TAKING THE PCI EXPRESS TO MALLEABLE SYSTEMS
Note: This article was originally published on The Next Platform. To read the original article, click here.
It took decades for server virtualization to go mainstream, making their way from hardware and software partitions on mainframes three decades ago down to proprietary and Unix systems two decades ago to X86 servers with VMware, XenServer, Microsoft, and Red Hat all doing their part. We are at the very front end of a different kind of server virtualization now, comprised of disaggregation and composability, and hopefully this time around it will not take three decades to mainstream it.
We are guessing it is probably more like five to ten years, and all it would take is a good recession (if there ever is such a thing) to speed up the adoption. The reason disaggregation and composability are going to take off is simple enough. Each server has too much stranded capacity, and in a world where the software stacks can be built up and broken down in the blink of an eye, having static hardware, with everything locked down inside of a node and at best virtualized within a box but not configurable across boxes, the needs of the software cannot be met by the rigidity of the hardware. Something has to give, and it is the motherboard and the metal skin of the server.
That is what GigaIO, one of the several makers of fabrics that bring composability to systems and across clusters, believes and it is the world the company’s hardware and software engineers are trying to build, starting with PCI-Express switches and its homegrown FabreX switch fabric that does the disaggregating and the composing of stuff that hangs off the peripheral bus such as non-volatile storage, GPUs, FPGAs, and the like. Scott Taylor, director of software development at GigaIO, talked about this stranded capacity issue at length at our recent HPC Day event, which we hosted prior to the SC19 supercomputing conference kicking off in Denver.
There is no reason why someone could not build a giant, wonking PCI-Express switch with loads of aggregate bandwidth that could drive lots of ports running at various PCI-Express speeds, but thus far no one has built a PCI-Express switch with more than 96 lanes, which supports 24 ports of PCI-Express 3.0 with four lanes per port.
“What is interesting about the Gen 4 roadmap is that Gen 4 is coming out, but we still have Gen 3 GPUs and Gen 3 servers,” says Taylor. “We are going to roll out a Gen 4 switch here at the beginning of 2020, and we will not initially be plugging in Gen 4 servers or Gen 4 GPUs. So we will initially have a higher radix count, so we can use a x8 Gen 4 link to connect to a x16 Gen 3 server or x16 Gen 3 GPUs. So we will see a virtual increase in radix and people will be able to do more interesting things with composition.”
The interesting thing is not so much the hardware, but the mix and match nature of HPC compute and AI frameworks and cloud computing atop the composed infrastructure. Early adopter customers are looking at mashing up MPI distributed computing with SLURM or Bright Cluster Manager or Adaptive Computing Moab job schedulers and OpenStack cloud controllers with the Valence composability extensions, and to also plug into existing rack-scale infrastructure from Intel, Dell, and others.

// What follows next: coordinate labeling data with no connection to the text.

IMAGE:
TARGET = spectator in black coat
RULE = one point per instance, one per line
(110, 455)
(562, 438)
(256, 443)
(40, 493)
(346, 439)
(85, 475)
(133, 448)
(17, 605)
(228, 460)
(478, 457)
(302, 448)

“We have a framework and a REST API that will support that, so we can plug into these ecosystems,” says Taylor. “You have got to plug into somebody else’s stack. People are using OpenStack, they are using these workload managers, and we wanted to come in and seamlessly plug in this composition element into those frameworks. And we are now seeing that come to fruition.”

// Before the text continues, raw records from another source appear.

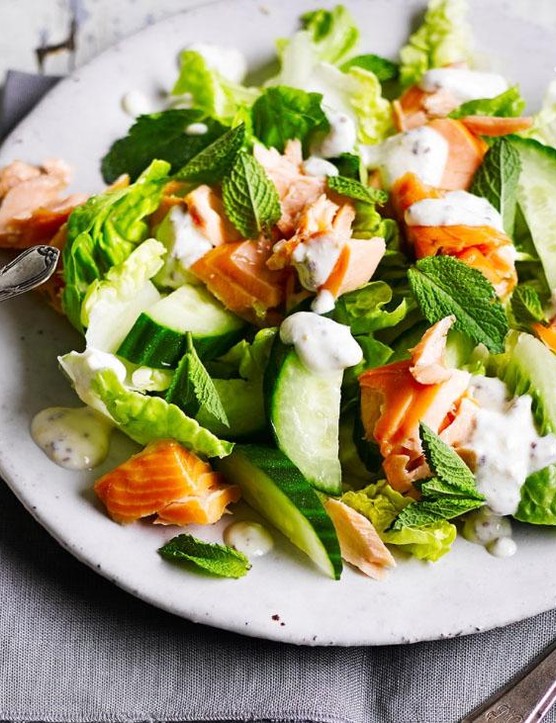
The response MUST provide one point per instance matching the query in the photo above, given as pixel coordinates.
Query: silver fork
(27, 271)
(525, 700)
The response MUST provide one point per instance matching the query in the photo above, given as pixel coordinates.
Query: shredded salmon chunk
(32, 207)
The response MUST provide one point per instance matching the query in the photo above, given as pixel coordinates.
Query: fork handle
(526, 701)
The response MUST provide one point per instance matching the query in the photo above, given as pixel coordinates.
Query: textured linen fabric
(76, 649)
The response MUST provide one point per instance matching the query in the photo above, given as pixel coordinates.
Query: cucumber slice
(157, 339)
(535, 195)
(304, 412)
(529, 367)
(274, 487)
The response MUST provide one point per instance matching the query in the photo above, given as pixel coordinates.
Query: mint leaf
(212, 163)
(250, 198)
(497, 179)
(159, 135)
(192, 388)
(507, 104)
(282, 113)
(427, 512)
(383, 68)
(216, 559)
(349, 165)
(451, 492)
(526, 306)
(453, 476)
(443, 285)
(356, 190)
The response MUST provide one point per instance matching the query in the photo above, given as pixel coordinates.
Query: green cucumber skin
(155, 346)
(280, 355)
(264, 473)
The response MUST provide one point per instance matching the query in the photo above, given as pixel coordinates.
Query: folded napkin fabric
(76, 649)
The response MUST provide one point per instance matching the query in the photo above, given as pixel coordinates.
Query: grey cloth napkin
(74, 648)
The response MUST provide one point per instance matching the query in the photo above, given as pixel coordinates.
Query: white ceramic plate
(283, 597)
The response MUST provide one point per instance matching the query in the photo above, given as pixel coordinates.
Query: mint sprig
(211, 557)
(497, 179)
(250, 198)
(192, 388)
(443, 286)
(162, 136)
(354, 189)
(216, 160)
(451, 492)
(526, 306)
(448, 467)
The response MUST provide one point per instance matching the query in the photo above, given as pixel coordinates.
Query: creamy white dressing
(341, 137)
(323, 345)
(230, 63)
(185, 245)
(135, 103)
(315, 166)
(315, 260)
(72, 438)
(251, 538)
(196, 129)
(493, 531)
(422, 151)
(507, 445)
(454, 209)
(323, 302)
(464, 84)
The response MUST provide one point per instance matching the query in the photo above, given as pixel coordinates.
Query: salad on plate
(328, 297)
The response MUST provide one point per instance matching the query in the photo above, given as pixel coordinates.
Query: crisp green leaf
(383, 68)
(159, 135)
(356, 190)
(209, 90)
(192, 388)
(538, 498)
(219, 560)
(282, 113)
(497, 179)
(443, 38)
(526, 306)
(145, 418)
(250, 198)
(102, 232)
(212, 163)
(444, 286)
(427, 512)
(507, 104)
(381, 504)
(364, 310)
(333, 32)
(453, 476)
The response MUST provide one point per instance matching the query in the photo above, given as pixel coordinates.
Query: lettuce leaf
(111, 306)
(210, 91)
(381, 505)
(333, 33)
(145, 418)
(104, 231)
(508, 104)
(309, 65)
(538, 498)
(443, 38)
(238, 379)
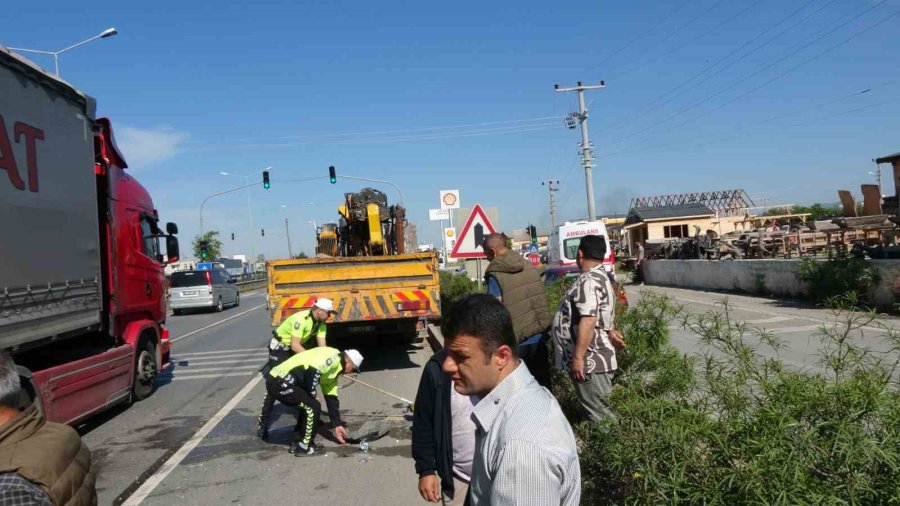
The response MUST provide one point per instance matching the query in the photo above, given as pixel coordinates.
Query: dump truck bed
(365, 290)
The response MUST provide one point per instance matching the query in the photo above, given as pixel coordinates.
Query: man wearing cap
(293, 382)
(288, 339)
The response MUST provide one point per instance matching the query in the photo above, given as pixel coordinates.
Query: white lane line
(189, 334)
(776, 319)
(789, 330)
(229, 360)
(206, 376)
(219, 352)
(189, 370)
(156, 478)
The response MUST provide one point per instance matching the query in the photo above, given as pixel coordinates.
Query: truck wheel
(145, 370)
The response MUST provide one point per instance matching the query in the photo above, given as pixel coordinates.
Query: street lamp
(109, 32)
(877, 174)
(249, 207)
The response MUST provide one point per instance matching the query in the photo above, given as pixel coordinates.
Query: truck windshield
(187, 278)
(570, 247)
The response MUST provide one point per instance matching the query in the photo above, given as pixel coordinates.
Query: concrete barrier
(761, 277)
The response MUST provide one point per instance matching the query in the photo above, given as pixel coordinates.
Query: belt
(275, 344)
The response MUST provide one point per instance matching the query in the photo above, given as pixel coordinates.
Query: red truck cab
(84, 307)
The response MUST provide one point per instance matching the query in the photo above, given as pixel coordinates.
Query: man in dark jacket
(517, 284)
(443, 436)
(40, 462)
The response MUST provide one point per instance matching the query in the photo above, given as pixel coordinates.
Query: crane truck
(361, 263)
(82, 290)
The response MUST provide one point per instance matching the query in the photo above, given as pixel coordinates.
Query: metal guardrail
(253, 284)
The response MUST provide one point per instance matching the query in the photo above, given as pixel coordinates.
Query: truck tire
(145, 370)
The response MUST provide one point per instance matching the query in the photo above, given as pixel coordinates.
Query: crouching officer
(293, 382)
(289, 338)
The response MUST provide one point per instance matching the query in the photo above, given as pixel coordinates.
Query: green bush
(454, 287)
(840, 276)
(733, 425)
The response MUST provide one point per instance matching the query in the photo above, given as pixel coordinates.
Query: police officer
(289, 338)
(293, 382)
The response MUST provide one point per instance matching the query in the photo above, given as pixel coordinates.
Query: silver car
(212, 289)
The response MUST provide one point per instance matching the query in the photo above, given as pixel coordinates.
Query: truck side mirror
(172, 247)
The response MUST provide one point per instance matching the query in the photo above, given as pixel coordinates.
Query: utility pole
(553, 189)
(586, 150)
(288, 232)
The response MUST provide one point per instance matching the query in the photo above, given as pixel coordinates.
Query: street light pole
(109, 32)
(287, 231)
(586, 149)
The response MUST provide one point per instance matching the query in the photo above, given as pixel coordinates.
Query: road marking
(789, 330)
(207, 361)
(189, 334)
(188, 370)
(769, 320)
(156, 478)
(207, 376)
(220, 351)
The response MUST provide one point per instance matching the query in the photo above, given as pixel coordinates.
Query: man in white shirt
(525, 451)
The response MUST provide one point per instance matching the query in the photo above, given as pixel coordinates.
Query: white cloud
(146, 147)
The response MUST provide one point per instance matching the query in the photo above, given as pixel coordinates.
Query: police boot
(313, 450)
(262, 430)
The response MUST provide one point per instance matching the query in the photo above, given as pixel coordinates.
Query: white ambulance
(569, 235)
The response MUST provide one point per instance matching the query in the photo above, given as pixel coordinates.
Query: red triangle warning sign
(477, 227)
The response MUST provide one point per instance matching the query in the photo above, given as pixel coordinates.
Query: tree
(213, 246)
(816, 211)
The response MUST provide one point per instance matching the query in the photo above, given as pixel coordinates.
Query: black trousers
(310, 407)
(275, 358)
(537, 358)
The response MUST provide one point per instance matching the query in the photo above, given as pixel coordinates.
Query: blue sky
(701, 95)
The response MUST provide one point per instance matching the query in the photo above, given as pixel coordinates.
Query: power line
(383, 140)
(303, 139)
(676, 146)
(654, 105)
(641, 35)
(473, 133)
(760, 70)
(678, 29)
(692, 40)
(788, 71)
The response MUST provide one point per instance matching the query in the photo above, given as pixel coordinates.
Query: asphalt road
(193, 441)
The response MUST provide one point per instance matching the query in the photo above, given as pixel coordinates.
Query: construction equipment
(360, 263)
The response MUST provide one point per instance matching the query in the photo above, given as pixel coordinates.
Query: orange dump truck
(377, 288)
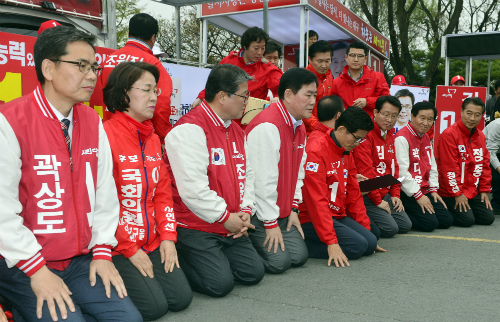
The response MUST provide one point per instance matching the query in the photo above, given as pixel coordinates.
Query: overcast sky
(162, 9)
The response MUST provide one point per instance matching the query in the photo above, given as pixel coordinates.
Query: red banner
(352, 23)
(17, 69)
(86, 7)
(449, 101)
(221, 7)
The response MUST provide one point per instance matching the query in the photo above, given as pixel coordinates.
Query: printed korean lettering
(17, 51)
(3, 53)
(452, 181)
(478, 154)
(47, 199)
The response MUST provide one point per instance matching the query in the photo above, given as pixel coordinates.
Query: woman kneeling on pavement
(145, 256)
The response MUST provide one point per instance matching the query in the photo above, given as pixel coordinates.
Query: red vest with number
(226, 170)
(56, 188)
(420, 156)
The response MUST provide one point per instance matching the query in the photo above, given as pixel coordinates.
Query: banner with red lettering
(17, 69)
(449, 101)
(85, 7)
(222, 7)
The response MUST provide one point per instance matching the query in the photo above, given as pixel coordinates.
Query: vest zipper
(73, 193)
(147, 189)
(234, 171)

Some people think that hyperconverged infrastructure – the merging of virtual compute and virtual SAN storage on the same cluster – is diametrically opposed to systems with disaggregation and composability. But these are actually complementary technologies. The only way to get true disaggregation and composability, says Taylor, is over PCI-Express, which is how peripherals and servers link to each other under the covers. But you are limited to tens of meters of copper cable and 100 meters for optical cable for Mini-SAS HD links using the PCI-Express protocol, and that means eventually pools of components have to be linked in some hyperconverged fashion over traditional InfiniBand and Ethernet networking.
Ultimately, we may end up with rack-scale infrastructure like Egenera dreamed of it with its BladeFrame systems, conceived of by former Goldman Sachs chief technology officer Vern Brownell two decades ago, without all of the blade chassis lock in and issues of blade incompatibility.